Throughout my life, the best-selling British magazine has consistently been the Radio Times, the BBC's listings guide to radio and television in the UK. (It was only recently overtaken by The Reader's Digest and What's On TV.) Copies of the RT used to lie around our family house, and when, as a first year Sociology student at Aberdeen University, I had to do a dissertation, I chose to write a semiological analysis of the advertising and editorial messages in one edition of Radio Times; "Barthes meets the British class system", you could say. I remember one sentence from my essay (which got the highest possible marks and resulted in my tutor begging me to stay on and do a Sociology major instead of English): "Myth thrives by incest, but there's always room for the reader in the happy family". (I returned to that a couple of years later, when I called my first band The Happy Family.)
Well, last night I found a website called
TV and Radio Bits which, with admirable thoroughness, displays covers of the Radio Times throughout its history. I started in 1960 and followed the magazine's front page designs and featured shows down to 2006. It was a bit like seeing my whole life pass before me -- or, rather, parts of my life, because I spent big chunks of time outside the UK.

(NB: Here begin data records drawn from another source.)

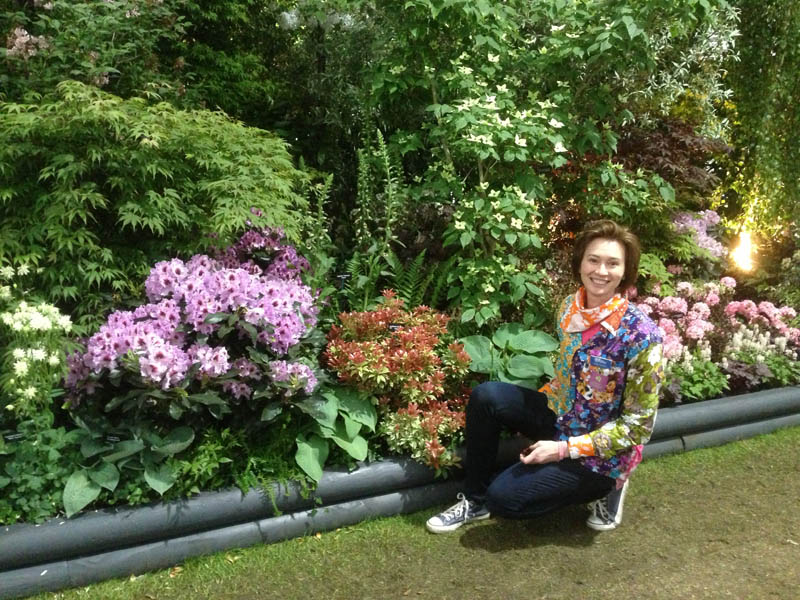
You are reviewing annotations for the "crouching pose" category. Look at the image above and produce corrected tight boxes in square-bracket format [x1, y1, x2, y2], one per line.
[426, 220, 663, 533]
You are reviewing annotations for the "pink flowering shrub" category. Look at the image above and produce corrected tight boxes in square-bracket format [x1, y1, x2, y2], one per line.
[637, 277, 800, 402]
[66, 230, 319, 418]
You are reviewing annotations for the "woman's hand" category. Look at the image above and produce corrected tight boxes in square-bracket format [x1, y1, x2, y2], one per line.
[519, 440, 566, 465]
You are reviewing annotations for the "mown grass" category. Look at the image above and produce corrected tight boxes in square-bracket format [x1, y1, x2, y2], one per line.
[37, 427, 800, 600]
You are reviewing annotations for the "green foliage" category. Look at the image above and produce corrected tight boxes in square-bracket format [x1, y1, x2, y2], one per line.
[0, 0, 186, 102]
[0, 82, 306, 325]
[0, 413, 80, 524]
[0, 265, 75, 429]
[461, 323, 558, 390]
[639, 252, 675, 296]
[664, 354, 728, 404]
[63, 418, 194, 517]
[724, 0, 800, 237]
[295, 387, 377, 483]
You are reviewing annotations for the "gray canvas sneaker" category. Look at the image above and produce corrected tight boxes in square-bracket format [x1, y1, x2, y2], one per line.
[586, 479, 628, 531]
[425, 494, 491, 533]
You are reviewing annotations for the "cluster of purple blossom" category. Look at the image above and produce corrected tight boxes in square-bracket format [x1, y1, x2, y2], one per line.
[269, 360, 317, 397]
[672, 210, 727, 258]
[638, 277, 736, 361]
[66, 231, 319, 399]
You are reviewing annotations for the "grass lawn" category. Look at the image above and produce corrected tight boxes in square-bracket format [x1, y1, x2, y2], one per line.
[32, 427, 800, 600]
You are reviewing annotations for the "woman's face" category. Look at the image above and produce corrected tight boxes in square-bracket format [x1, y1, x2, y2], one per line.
[580, 238, 625, 308]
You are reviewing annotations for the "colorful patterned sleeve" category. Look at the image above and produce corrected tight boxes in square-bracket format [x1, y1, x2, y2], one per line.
[569, 343, 664, 458]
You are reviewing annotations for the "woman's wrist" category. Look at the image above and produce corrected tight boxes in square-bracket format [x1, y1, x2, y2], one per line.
[558, 441, 569, 460]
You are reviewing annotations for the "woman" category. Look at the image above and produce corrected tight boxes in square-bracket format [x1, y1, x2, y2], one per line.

I don't remember much before about 1966. That's when I come onstream as someone who's aware of TV shows, cultural trends and design. Dr Who, The Man From U.N.C.L.E. and chat show host Simon Dee (I think I actually pinned this dandyesque picture up on the side of a crate in our wine cellar at 6 Ainslie Place, Edinburgh) marked my life in the year or two before my family headed off to live under the colonels in then-fascist Greece. (Another influence on my Happy Family album, which concerns the assassination of a fascist dictator.)
In late
1969, as Robin Carmody (a Click Opera reader, as it happens) explains in his thorough
guide to the history of the Radio Times, a new editor, 29 year-old Geoffrey Cannon, gave the Radio Times what I think of as its definitive look: a distinctive logo in the form of a black, fancy type flourish for the title, complemented by clear and crisp layouts featuring Franklin Gothic condensed, and reminiscent of the quality advertising and album sleeves of the era. This look continued for fifteen years, and represents, I think, the magazine's best period.
Britain's rightward swing and increasing class differentiation are all too aparent in
the 80s, as costume dramas and aristocratic poise dominate the Radio Times cover. Around the time of
Band Aid the magazine begins to use other typefaces, seemingly influenced by the more cluttered, post-modern style of Smash Hits. Then begins a terrible decline into visual hell. 1989's Angela Rippon Come Dancing cover looks like Woman's Own. In the
early 90s the magazine becomes a supermarket celebrity title. As Carmody explains, this is because Thatcher's broadcasting de-regulation had allowed it to list ITV, cable and satellite shows as well as the traditional, more up-market BBC ones. The result of reaching out to more readers, though, was a certain loss of the magazine's soul. Not only did it lose its identity, it began losing readers (this was the era when any magazine could print TV listings -- they were everywhere).
In the 90s, as computers and the internet took over, I stopped watching TV. (Actually, to be more honest, I specialized my way out: early 90s, porn on Westminster cable and Twin Peaks, mid-90s MTV's The Real World, late 90s Arte via satellite, 00s TV replaced by internet, with occasional glimpses of UK TV in the form of Nathan Barley torrents or The Office DVDs.) I also left the UK to live in Paris. The Radio Times, meanwhile, re-designed its title in an apparent nod to
Rolling Stone magazine, featuring endless grotesquely grinning celebrities. Charity-friendly comedian Lenny Henry became as unavoidable on the cover of the Radio Times as Oasis were on the front of the NME. The magazine's type got cluttered and garish, mixing styles and weights, adding drop shadow, random italicization and lots of "exclusive", "free" and "special" flashes. Like a whole new generation of British magazines (Q, Mojo and Heat, for instance), The Radio Times looked more American than British. The predominant theme of the 90s in the UK is all too clear from these covers: product formats are endlessly rejigged according to the requirements of a ruthless form of Thatcherite-Darwinian ultra-marketing. This continues under Blair.
The visual nadir for the Radio Times comes in 2001, when the magazine switches to Gill Sans and starts to look like an in-flight magazine or in-house corporate title. From that point on, I no longer care. There's no longer the slightest connection to the Britain I grew up in. I'm elsewhere, anyway. My own country's core narrative has become an irrelevance, a book I haven't read, a show I haven't watched. I wouldn't even bother to write scathing sociology about it; waste of bile, mate.